Soupçon de fraude à la Sécu : Michelin et les autres
Selon un récent reportage de TF1, Michelin dissimulerait les accidents du travail en faisant pression sur ses salariés. Une pratique en vogue dans les grands groupes industriels, selon notre enquête.
Pour de nombreux observateurs, les fraudes présumées sur les déclarations d'accident du travail à la manufacture de pneumatiques Michelin, montrées dans un reportage diffusé au journal de 20 heures de TF1 le 28 février dernier, ne sont pas un cas isolé. " C'est un sport national ", a dénoncé la Fnath (Association des accidentés de la vie) dans un communiqué. De fait, pour la branche maladie de la Sécurité sociale, le coût de la sous-déclaration s'élèverait à plus de 1 milliard d'euros. C'est ce qu'a estimé, dans son rapport triennal livré en juin 2011, la commission chargée d'évaluer le montant qui doit être reversé par la branche accidents du travail-maladies professionnelles à la branche maladie.
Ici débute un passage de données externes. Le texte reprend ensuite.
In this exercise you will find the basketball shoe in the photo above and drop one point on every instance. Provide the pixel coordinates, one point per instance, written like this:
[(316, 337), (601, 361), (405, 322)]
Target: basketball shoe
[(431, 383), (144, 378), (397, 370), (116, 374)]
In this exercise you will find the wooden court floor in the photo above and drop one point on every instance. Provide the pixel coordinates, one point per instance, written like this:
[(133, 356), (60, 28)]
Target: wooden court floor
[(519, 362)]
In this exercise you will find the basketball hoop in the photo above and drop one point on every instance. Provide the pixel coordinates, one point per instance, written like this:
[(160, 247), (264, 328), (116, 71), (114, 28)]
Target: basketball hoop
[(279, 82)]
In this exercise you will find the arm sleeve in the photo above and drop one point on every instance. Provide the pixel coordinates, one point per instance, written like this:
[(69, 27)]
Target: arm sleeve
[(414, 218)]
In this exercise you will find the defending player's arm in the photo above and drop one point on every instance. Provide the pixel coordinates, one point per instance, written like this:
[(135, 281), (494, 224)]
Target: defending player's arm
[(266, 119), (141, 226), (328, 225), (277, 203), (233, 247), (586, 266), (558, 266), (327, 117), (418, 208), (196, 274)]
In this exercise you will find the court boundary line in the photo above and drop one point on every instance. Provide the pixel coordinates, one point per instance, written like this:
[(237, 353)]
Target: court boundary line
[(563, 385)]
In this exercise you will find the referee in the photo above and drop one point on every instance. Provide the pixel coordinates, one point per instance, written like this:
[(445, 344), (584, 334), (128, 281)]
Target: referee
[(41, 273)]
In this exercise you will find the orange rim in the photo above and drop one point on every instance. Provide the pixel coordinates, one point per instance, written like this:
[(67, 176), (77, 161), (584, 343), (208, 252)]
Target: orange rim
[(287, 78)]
Parmi les causes de sous-déclaration des accidents du travail repérées par les rapporteurs, on peut noter " les pressions sur les salariés ; l'accompagnement du salarié chez le médecin par une personne de l'entreprise et la prise en charge des soins par cette dernière ; les pressions sur les médecins de ville pour qu'ils n'accordent pas d'arrêt de travail au motif que le salarié va se voir proposer un poste aménagé ".
On retrouve la description de ces mêmes pratiques dans le document de signalement concernant Michelin qui a été envoyé par l'Inspection du travail du Puy-de-Dôme au procureur de la République et dont Santé & Travail a pu prendre connaissance : " Les déclarations concordantes de nombreux salariés font état d'interventions de la hiérarchie visant à dissuader les salariés d'effectuer librement leurs démarches auprès de leur médecin traitant et à se conformer à ses prescriptions. " Le parquet a ouvert une enquête préliminaire sur ces fraudes présumées, malgré les démentis de la direction de la firme auvergnate.
Stratégie " zéro accident "
Pour Philippe Saulnier, membre du collectif santé-travail de la CGT, " au-delà de quelques cas emblématiques, ces pratiques relèvent de la stratégie "zéro accident" des grands groupes industriels, qui organisent sur toute la ligne hiérarchique un système d'incitation-sanction pour ne pas déclarer les accidents du travail ou pour en minimiser les conséquences. Une pression qui est encore plus forte sur les sous-traitants ". Et le syndicaliste de citer quelques entreprises qui ont été prises " la main dans le sac, comme Renault Cléon, Arkema, Total, Endel, ou encore Veolia propreté ". Récemment, c'est le groupe Bouygues qui s'est fait épingler par l'Inspection du travail, pour un accident du travail dissimulé sur le chantier de construction de l'EPR, à Flamanville.
Interrogé sur les suites qu'il compte donner à l'affaire Michelin, afin de mettre fin à ces pratiques, le directeur des Risques professionnels de la Sécurité sociale n'a pas souhaité répondre à nos questions.